Comment by amelius

20 hours ago

Yeah but if you transfer the energy as heat then you will end up with elongated structures (pipes).

You speak theoretically but metropolitan areas in these countries all have those pipes in place and in use for the better part of a century.

Using heat for heating has many redeeming qualities. Heat is high entropy and it is not a good idea to "waste" low entropy energy to create high entropy energy. Many industrial processes run on heat and waste heat is generated everywhere. The systems are also cheap to run once in place.

That's a real issue, but this is for a district heating system which already exists and already faces this issue. And yet the district heating system is presumably practical.

Changing to a different central source of heating (i.e. storage) seems orthogonal.
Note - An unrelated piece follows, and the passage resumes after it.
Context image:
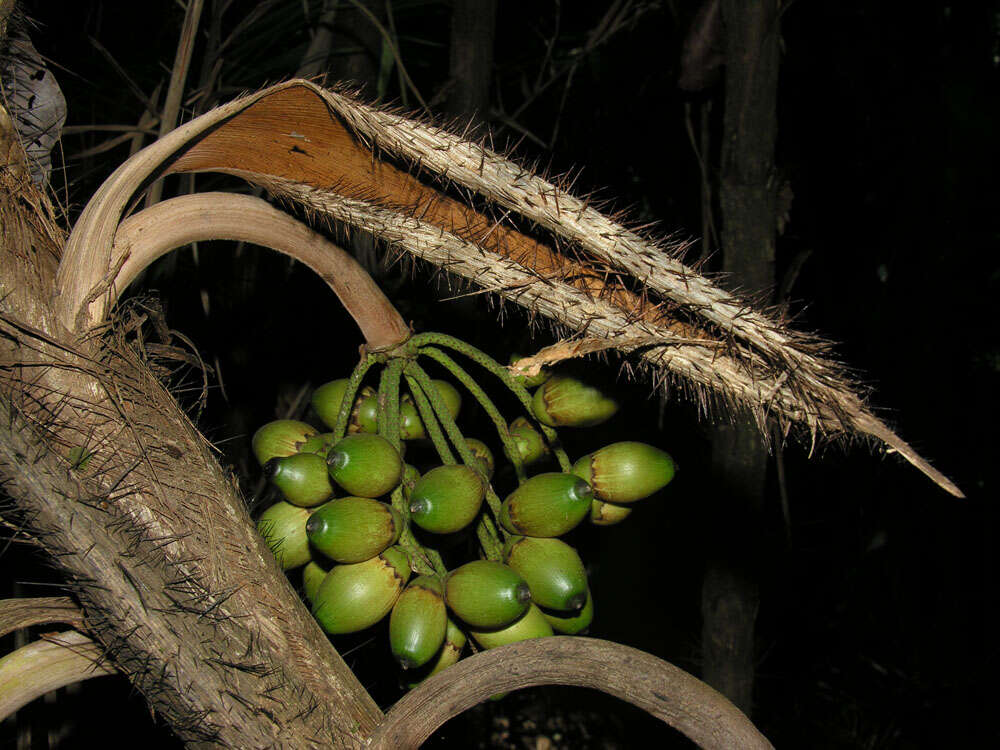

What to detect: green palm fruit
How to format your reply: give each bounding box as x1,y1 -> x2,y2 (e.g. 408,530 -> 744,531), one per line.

Is that a problem? Pipes are not technically complicated. Is there something else I'm missing?

  • Larger storage structures are easier to (thermally) insulate. Because geometry.

    But going with larger structures probably means aggregation (fewer of them are built, and further apart). Assuming homes to be heated are staying where they are, that requires longer pipes. Which are harder to insulate. Because geometry.

    • Existing district heating systems can be large.

      I live in Denmark the powerplant that heats my home is about 30km away. There are old powerplants in between that can be powered in an emergency.

      Yes, building district heating systems that large is difficult and expensive, it wasn't built yesterday, more like 50 years of policies.

    • I can't help but wonder how the efficiency compares to generating electricity, running that over wires, and having that run heat pumps.

      The conversion to electricity loses energy, but I assume the loss is negligible in transmission, and then modern heat pumps themselves are much more efficient.

      And the average high and low in February in 26°F and 14°F according to Google, while modern heat pumps are more energy-efficient than resistive heating above around 0°F. So even around 14–26°F, the coefficient of performance should still be 2–3.

      8 replies →

  • Pipes are competing with wires, which are much less technically complicated than pipes.